Yar's Revenge Hands-On Impressions
The first time I played Yar's Revenge was some time in the 90s, when my dad found an Atari 2600 and several games at a yard sale. It had spent some time in a flooded basement, so a lot of the games wouldn't work at all. Yar's Revenge was tossed in the “didn't work” pile, not because it was broken, but because my young brain saw it as impenetrable nonsense and assumed it was broken. Years later, even after understanding the game, I still find it a bit haunting, with its abstract graphics and constant assault of noise.
The Yar's Revenge Atari showed me a few days ago was a much different affair. Meant as a re-imagining of the “plot” of the original game (most of which was included in a comic book that came with the 2600 cartridge), the game features a heroine in an insect-like power suit shooting her way through swarms of enemies in a rail-shooter inspired by Sin & Punishment and Panzer Dragoon.
While just about everything in this new game is a drastic departure, the update takes most of its inspiration from the comic, maintaining the conflict between the Yar and the Qotile empire. The one major nod to the original comes in the form of a shield power-up that resembles the rainbow-colored safe zone – it even prevents you from shooting while activated. Beside that, you could probably make a case for the ethereal electronic soundtrack as a nod to the haunting sounds of the original, but it seems to be taking more cues from Sin & Punishment than anything.

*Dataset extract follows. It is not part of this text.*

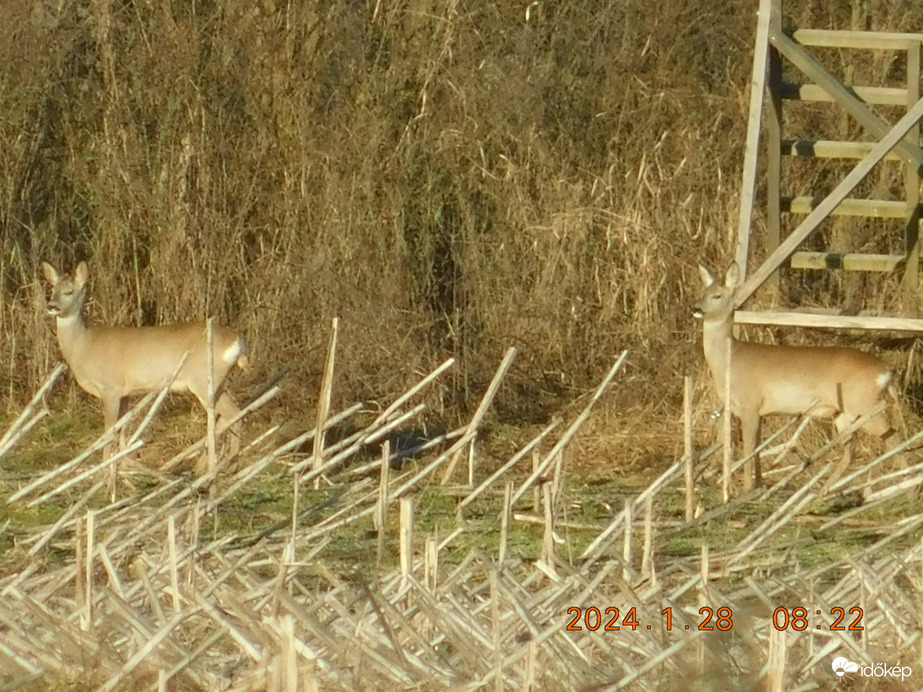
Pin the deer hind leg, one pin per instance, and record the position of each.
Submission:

The gameplay is pretty typical rail-shooter fare, taking you through a pre-determined path against huge swarms of enemies. The game leans heavily towards the style of Sin & Punishment in many ways, giving you independent movement and aiming, a combo system for chaining many kills together, and a dodge roll for avoiding shots.
Three weapons make up your arsenal. You have an automatic-firing straight shot, fire and forget lock-on missiles (a-la Rez or Panzer Dragoon), and a powerful blast that does major damage but has to recharge afterwards. Along with those you'll also grab power-ups like the aforementioned shield and some all-killing bomb-like weapons for clearing out big groups of enemies.

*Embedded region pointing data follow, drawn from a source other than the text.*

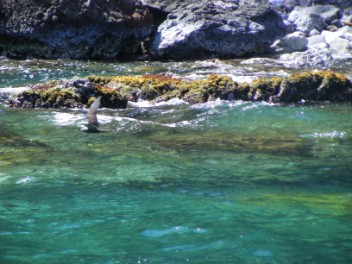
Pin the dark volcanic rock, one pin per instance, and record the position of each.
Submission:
(215, 29)
(97, 29)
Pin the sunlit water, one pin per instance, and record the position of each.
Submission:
(220, 182)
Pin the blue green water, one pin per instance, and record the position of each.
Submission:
(221, 182)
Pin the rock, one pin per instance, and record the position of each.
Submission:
(306, 20)
(291, 43)
(328, 13)
(208, 29)
(289, 5)
(311, 85)
(91, 29)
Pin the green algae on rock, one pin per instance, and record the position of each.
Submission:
(67, 94)
(117, 90)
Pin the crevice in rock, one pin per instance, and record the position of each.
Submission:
(159, 16)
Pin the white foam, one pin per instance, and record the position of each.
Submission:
(25, 180)
(333, 134)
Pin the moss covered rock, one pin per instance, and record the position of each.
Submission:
(117, 90)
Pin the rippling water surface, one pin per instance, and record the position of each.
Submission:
(220, 182)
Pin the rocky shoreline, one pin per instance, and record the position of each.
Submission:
(299, 33)
(116, 91)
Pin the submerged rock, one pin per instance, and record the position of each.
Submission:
(67, 94)
(117, 90)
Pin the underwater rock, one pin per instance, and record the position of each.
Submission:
(67, 94)
(117, 90)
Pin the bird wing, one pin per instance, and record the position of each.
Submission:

The game isn't easy either, so you'll want to make full use of all of that fire-power. Even as someone whose favorite game series is Panzer Dragoon, recently finished Sin & Punishment 2, and considers Rez a masterpiece, I found Yar's to be surprisingly tough. The enemies are relentless, so you'll probably die a few times getting the hang of the controls and learning to dodge constantly.
That said, it isn't the challenge that's the biggest obstacle for Yar's Revenge, but a seeming lack of originality. The game borrows from every other rail shooter without establishing its own identity. There's a satisfying feel to the other games I've mentioned that was lacking in Yar's. Sin & Punishment has its melee and dodge moves, Panzer has lock-on missiles and 360 degree view, and Rez has the music integration, but Yar's Revenge simply has bits and pieces from all of these games.
If you can't get enough rail shooters, Yar's Revenge may still be a good time – it's a rather small genre after all. With six stages that are said to be about an hour each, drop-in/drop-out co-op, and a very reasonable $10 price tag, it may still be worth it for the challenge, even if it wasn't super-satisfying in my time with it.
Yar's Revenge is coming to Xbox Live Arcade, Playstation Network, and PC this March.